C’est une question importante qui nous est souvent posée mais à laquelle nous ne pouvons pas toujours répondre. C’est important car savoir jusqu’où nous pouvons détecter les sons des poissons définit le nombre d’hydrophones nécessaires pour surveiller un environnement donné. Comme nous pouvions localiser avec précision les sons des poissons en 3D avec les réseaux audio-vidéo, nous avons pu mesurer le niveau sonore des poissons (c’est-à-dire le niveau de la source) pour estimer à quelle distance de l’hydrophone les sons des poissons peuvent être détectés. Les sons des sébastes à dos épineux peuvent être détectés jusqu’à 33 m dans un environnement relativement calme (Hornby Island) mais seulement jusqu’à 10 m dans un environnement plus bruyant (Mill Bay, à proximité d’une marina). Ces valeurs de portée de détection seront importantes à prendre en compte lors du suivi de cette espèce à l’avenir.
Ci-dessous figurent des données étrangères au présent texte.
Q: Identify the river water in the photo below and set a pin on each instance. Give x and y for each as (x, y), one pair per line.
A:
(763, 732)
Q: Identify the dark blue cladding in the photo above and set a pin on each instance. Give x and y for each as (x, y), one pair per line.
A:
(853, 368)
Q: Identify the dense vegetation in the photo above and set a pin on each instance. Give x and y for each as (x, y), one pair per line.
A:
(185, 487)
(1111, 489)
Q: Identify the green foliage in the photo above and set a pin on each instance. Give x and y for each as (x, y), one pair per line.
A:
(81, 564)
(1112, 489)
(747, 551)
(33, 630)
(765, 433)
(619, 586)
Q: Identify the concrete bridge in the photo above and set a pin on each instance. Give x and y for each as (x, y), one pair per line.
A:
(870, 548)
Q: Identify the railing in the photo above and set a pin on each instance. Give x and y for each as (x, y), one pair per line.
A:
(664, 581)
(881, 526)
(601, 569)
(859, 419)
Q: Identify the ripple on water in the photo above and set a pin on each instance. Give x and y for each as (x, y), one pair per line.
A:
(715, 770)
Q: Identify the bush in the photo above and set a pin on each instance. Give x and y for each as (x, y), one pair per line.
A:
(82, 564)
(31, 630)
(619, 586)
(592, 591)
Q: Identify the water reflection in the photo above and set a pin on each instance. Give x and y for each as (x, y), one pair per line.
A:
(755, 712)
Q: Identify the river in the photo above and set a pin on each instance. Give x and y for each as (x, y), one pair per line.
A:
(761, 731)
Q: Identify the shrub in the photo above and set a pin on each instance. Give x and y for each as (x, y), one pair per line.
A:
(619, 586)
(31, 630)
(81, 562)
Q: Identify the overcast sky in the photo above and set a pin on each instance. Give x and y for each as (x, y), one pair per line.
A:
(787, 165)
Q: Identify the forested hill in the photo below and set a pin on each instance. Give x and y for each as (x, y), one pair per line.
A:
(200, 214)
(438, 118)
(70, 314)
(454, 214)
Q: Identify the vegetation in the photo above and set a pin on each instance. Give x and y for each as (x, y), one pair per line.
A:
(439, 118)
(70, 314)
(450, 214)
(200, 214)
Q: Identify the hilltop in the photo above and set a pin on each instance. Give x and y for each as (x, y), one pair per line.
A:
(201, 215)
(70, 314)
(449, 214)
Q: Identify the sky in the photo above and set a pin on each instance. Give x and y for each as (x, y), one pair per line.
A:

Accessibilité et évolutivité

Maintenant que nous avons montré que ces réseaux peuvent identifier et caractériser les sons des poissons dans la nature, nous devons rendre ces instruments plus facilement accessibles afin qu’ils puissent être construits et déployés à plus grande échelle dans d’autres parties du monde où l’acoustique passive peut aider à surveiller les populations de poissons (par exemple, les écosystèmes des récifs coralliens). Parallèlement à notre article, nous avons fourni des instructions de construction détaillées pour les matrices audio-vidéo ainsi que des scripts de traitement et des cahiers pour effectuer la localisation 3D. Des efforts futurs sont nécessaires pour rendre ces instruments moins chers et plus conviviaux afin que les non-experts (par exemple, les amateurs, les plongeurs, les écoles) puissent les utiliser à l’échelle mondiale pour élargir le catalogue mondial des sons de poissons.

Vous pouvez préparer l’article complet Identification des sons de poissons dans la nature à l’aide d’un ensemble de matrices audio-vidéo portables ici!